Was bedeutet wahre Menschlichkeit? Wie unterscheidet sich das Menschsein und was zeichnet es aus, etwa in unserer Liebe zu anderen Lebewesen wie hier in der innigen Beziehung zwischen Frau und Pferd.

Lass uns wahre Menschlichkeit genauer anschauen!

Hinter unserer Menschlichkeit steht eine Frage, die bereits den dänischen Philosophen Sören Kierkegaard bewegt hat: Was bedeutet es, ein Mensch zu sein? Spürst du es? Hier geht es um unsere eigene Existenz und das Leben im Allgemeinen! Fast scheint es, als habe Kierkegaard damit die Frage aller Fragen gestellt. Doch eins nach dem anderen!

Lektüretipp: Clare Carlisle Biografie: Sören Kierkegaard: Der Philosoph des Herzens

Aus meiner Sicht hat unsere Menschlichkeit zwei wesentliche Aspekte. Sie finden auf den verschiedenen Ebenen unserer Innen- und Außenwelt ihren Ausdruck. Lass mich das Ganze einmal so umschreiben:

Der erste Aspekt beinhaltet, was uns als Menschen generell eigen ist.


Hierzu gehören etwa unser …

  • physisches Sein,
  • Verstandesvermögen,
  • Charakter,
  • Persönlichkeit,
  • Aussehen

Diese Form von Menschlichkeit kann als Grundlage allgemeinen Menschseins erkannt werden, denn anderes Leben weist die genannten Aspekte nicht in derselben Weise auf. Auf der Basis dieser Grundausrüstung unterscheiden wir uns deutlich von anderen Lebensformen. Niemand vermag uns diese Art von Menschlichkeit abzusprechen, weil sie uns zugehörig ist.

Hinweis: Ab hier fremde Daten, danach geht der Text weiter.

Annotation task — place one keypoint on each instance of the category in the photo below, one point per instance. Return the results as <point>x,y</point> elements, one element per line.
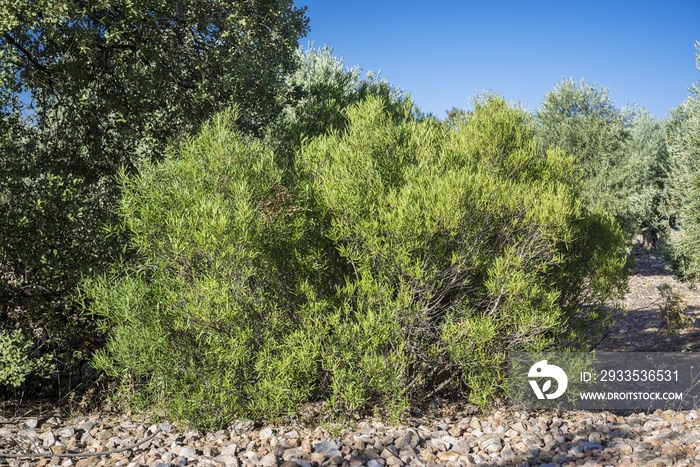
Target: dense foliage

Der zweite Aspekt unserer Menschlichkeit will erobert werden

Jetzt wird es spannend. Denn es gibt Kennzeichen von Menschlichkeit, denen unsere geistig-seelische Entwicklung zugrunde liegt. Hierfür reicht bloßes Menschsein nicht aus. Die spezifischen Wesensmerkmale, um die es hier geht, möchten im Laufe unseres Lebens entfacht, aktualisiert und gelebt werden. Bestimmte Haltungen, die unser soziales Leben erst wirklich lebenswert machen, mögen als Beispiele für diese existenziell relevante Form von Menschlichkeit gelten.

Welche Eigenschaften gehören zu Menschlichkeit?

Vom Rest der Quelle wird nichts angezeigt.